You must give your Akita Chow mix a good workout every day. Because of their diverse genetic make-up, they tend to exhibit a wide range of energy levels. The Chow Chow side of your new dog tends to be more sedentary, while the Akita side tends to be more energetic. It’s up to your friend to decide where the scales tip.

It doesn’t matter if you have a buddy who is constantly up for an adventure or one who prefers to lounge about all day.

This energetic canine can get the exercise and energy out of their system that they require before bedtime by going for a walk or run with you. You can alleviate your pet’s need to run by letting them out in a large yard on days when you can’t go for a stroll.

Training

Training your Akita Chow is no different than training any other dog. Repeat a basic instruction while standing in front of your pet. Your dog will be rewarded with a tasty treat if it obeys your commands. After a few days of doing this multiple times a day, your pet should be able to learn the trick and perform it on the first or second attempt.

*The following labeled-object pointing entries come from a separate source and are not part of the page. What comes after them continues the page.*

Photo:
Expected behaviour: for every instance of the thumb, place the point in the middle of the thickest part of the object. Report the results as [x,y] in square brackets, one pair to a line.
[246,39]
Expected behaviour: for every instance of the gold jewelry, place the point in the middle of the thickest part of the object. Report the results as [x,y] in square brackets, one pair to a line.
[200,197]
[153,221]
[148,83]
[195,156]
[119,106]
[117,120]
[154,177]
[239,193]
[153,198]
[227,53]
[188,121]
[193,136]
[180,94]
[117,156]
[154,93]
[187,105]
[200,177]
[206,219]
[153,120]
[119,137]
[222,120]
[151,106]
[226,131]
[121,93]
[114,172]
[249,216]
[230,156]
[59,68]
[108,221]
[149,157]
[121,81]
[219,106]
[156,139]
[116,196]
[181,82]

Your Akita Chow is a real pain in the neck because of his obstinate nature. You will have a difficult time teaching them a new technique because they lose their concentration so rapidly while doing drills. Akita Chows are not impossible to train, but if this is your first pet, you’re going to be really disappointed.

Children and Other Pets

Because of their lack of playfulness, Akita Chows may not tolerate rough and tumble play from small children, even if they’ve been raised with them. This breed is better suited to households with older children who know how to properly engage with a dog.

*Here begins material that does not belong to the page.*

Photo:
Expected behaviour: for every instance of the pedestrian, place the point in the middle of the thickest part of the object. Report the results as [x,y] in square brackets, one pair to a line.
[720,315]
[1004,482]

Never let a child approach or touch your dog without first teaching them the proper protocol, and always keep an eye on any interactions between your dog and young children to ensure that neither of them is mistreated.

Chow Chows, on the other hand, can get along with other dogs if socialised from an early age with other dogs. If you’re thinking about acquiring an Akita Chow mix, it’s advisable not to get any other pets. They’d probably prefer to be the only pet in the house, if only to be able to monopolise their human parents’ time.

Puppies

Akita Chow puppies can cost upwards of $3,000 due to the high cost of the breed’s two most expensive parents. If you plan to buy a puppy from a reputable breeder, you need to have at least $2000 saved up before you begin searching for breeders. As much as $4500 for an Akita and $8000 for a Chow Chow.

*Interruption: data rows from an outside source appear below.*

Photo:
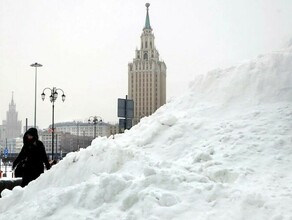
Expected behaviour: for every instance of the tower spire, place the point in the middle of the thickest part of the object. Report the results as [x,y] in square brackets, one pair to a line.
[147,21]
[12,100]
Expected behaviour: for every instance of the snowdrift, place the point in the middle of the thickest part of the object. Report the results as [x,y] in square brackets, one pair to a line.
[222,151]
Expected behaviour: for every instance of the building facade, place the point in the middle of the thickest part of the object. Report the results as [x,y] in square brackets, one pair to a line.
[146,76]
[11,127]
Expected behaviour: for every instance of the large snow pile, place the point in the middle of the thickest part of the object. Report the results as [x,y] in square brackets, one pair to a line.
[223,151]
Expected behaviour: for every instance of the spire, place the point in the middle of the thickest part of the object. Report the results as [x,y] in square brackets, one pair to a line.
[12,100]
[147,21]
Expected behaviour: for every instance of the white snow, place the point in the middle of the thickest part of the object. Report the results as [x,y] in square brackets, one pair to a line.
[223,151]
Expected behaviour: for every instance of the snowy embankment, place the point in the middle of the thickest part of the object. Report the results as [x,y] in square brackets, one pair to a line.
[222,151]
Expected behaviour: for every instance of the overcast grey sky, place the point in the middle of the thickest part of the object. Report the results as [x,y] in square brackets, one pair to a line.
[85,46]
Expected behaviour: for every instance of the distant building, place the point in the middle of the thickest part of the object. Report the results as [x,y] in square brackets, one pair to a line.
[83,128]
[71,136]
[63,142]
[11,127]
[146,76]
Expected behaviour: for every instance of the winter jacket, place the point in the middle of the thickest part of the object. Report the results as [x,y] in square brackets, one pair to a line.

Akita Chow puppy adoption is a terrific way to get these dogs for a fraction of the price you would pay if you were to buy them from a breeder. It’s possible that you’ll miss the deadline for socialising these dogs with youngsters if you adopt an older dog, but adoption is an excellent choice for single people or couples who want to add a beloved pet to their household.

Dogs breed related to Akita Chow

By mixing Chinese dog ‘Chow’ and Japanese canine “Akita,” the result is Akita Chow. These dogs derive their loyalty and intellect from their Akita ancestors, while their sweet temperaments and distinguishing markings like black masks around the eyes or paws they get from their Chow ancestors.